Recently, an international team of astronomers used optical and infrared images and spectra as well as radio observations to determine the fraction of cold molecular gas (the component of a galaxy that collapses to form stars) contained in a sample of distant galaxies. In contrast to previous work, this sample contained more “normal” galaxies (which are more difficult to detect) rather than the rarer but extremely bright galaxies (like quasars and merging galaxies). As the researchers point out, the more-normal galaxy sample minimizes the chance of biased results, just as studies of people 5'8" tall will be less biased than studies of those 7' tall. The use of advanced space telescopes like Hubble and Spitzer make such observations possible.

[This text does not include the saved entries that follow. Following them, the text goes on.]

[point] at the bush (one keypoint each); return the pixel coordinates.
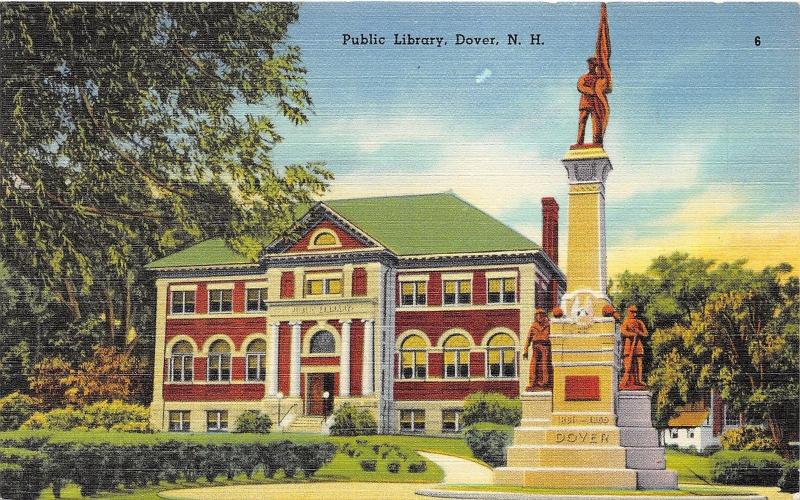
(417, 467)
(790, 477)
(313, 456)
(255, 422)
(114, 415)
(351, 421)
(369, 465)
(491, 407)
(749, 437)
(15, 409)
(488, 442)
(752, 468)
(31, 466)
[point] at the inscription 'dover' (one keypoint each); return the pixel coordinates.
(582, 437)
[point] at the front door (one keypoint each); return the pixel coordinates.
(316, 402)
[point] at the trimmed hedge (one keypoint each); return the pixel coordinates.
(752, 468)
(491, 407)
(31, 468)
(99, 467)
(488, 442)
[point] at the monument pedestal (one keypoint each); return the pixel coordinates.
(640, 440)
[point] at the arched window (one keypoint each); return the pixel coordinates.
(219, 362)
(412, 357)
(256, 355)
(323, 343)
(500, 356)
(456, 357)
(181, 362)
(324, 239)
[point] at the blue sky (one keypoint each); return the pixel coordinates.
(703, 133)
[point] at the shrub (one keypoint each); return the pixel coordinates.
(31, 464)
(790, 477)
(417, 467)
(351, 421)
(313, 456)
(114, 415)
(752, 468)
(488, 442)
(11, 477)
(491, 407)
(15, 409)
(369, 465)
(255, 422)
(749, 437)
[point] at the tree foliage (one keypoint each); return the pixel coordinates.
(129, 131)
(720, 327)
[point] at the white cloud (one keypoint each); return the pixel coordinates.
(486, 73)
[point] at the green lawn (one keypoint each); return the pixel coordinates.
(691, 469)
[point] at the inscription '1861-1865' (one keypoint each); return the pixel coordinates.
(582, 437)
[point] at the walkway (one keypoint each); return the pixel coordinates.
(456, 471)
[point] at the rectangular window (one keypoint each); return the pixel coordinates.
(413, 293)
(220, 301)
(179, 421)
(412, 364)
(182, 302)
(457, 292)
(323, 286)
(255, 367)
(256, 299)
(501, 291)
(219, 367)
(181, 367)
(451, 420)
(217, 421)
(456, 364)
(501, 362)
(412, 420)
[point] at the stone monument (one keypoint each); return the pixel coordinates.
(586, 432)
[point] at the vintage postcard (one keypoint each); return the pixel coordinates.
(399, 250)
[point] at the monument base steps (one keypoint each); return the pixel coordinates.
(566, 477)
(537, 456)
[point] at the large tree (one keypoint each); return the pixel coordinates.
(720, 327)
(130, 130)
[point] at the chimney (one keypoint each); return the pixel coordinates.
(550, 228)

Results from a detailed analysis of these observations1 indicate that the change in SFR results from a decreasing supply of gas to form stars. In particular, the researchers found that the average fraction of cold gas to total normal mass (i.e., excluding dark matter) in the sample of distant galaxies is three to ten times greater than the fraction in large spiral galaxies today. Additionally, the oldest (ten billion years ago) galaxies sampled showed a higher gas fraction than slightly younger (eight billion years ago) galaxies. The research also suggests that ongoing star formation requires a semi-continuous replenishment of gas that declines over time.
The fact that the SFR in galaxies starts high and decreases over time provides part of an answer to the question of why humanity does not appear in the universe for over 13 billion years. Before the universe could support advanced life, sufficient elements heavier than helium needed to be synthesized and this occurred in the hearts of massive stars (that eventually exploded in supernovae). While the quantities of stable elements like carbon, oxygen, and iron steadily increase as more stars form, radioactive elements like uranium and thorium increase to a peak value and then decay away. The Sun formed near the peak of the uranium and thorium abundance. These elements contribute a critical component that maintains the life-essential plate tectonics experienced by Earth.
Our planet needed to form at the just-right time in order to possess enough uranium and thorium, but not too much of other elements. Also, a higher SFR means more supernovae, which means Earth experienced more cosmic radiation bombardment in the past. Earth formed at the just-right time to meet all of life’s requirements. Such “fine-timing” points toward an intelligent Creator purposely preparing a fit habitat for humanity.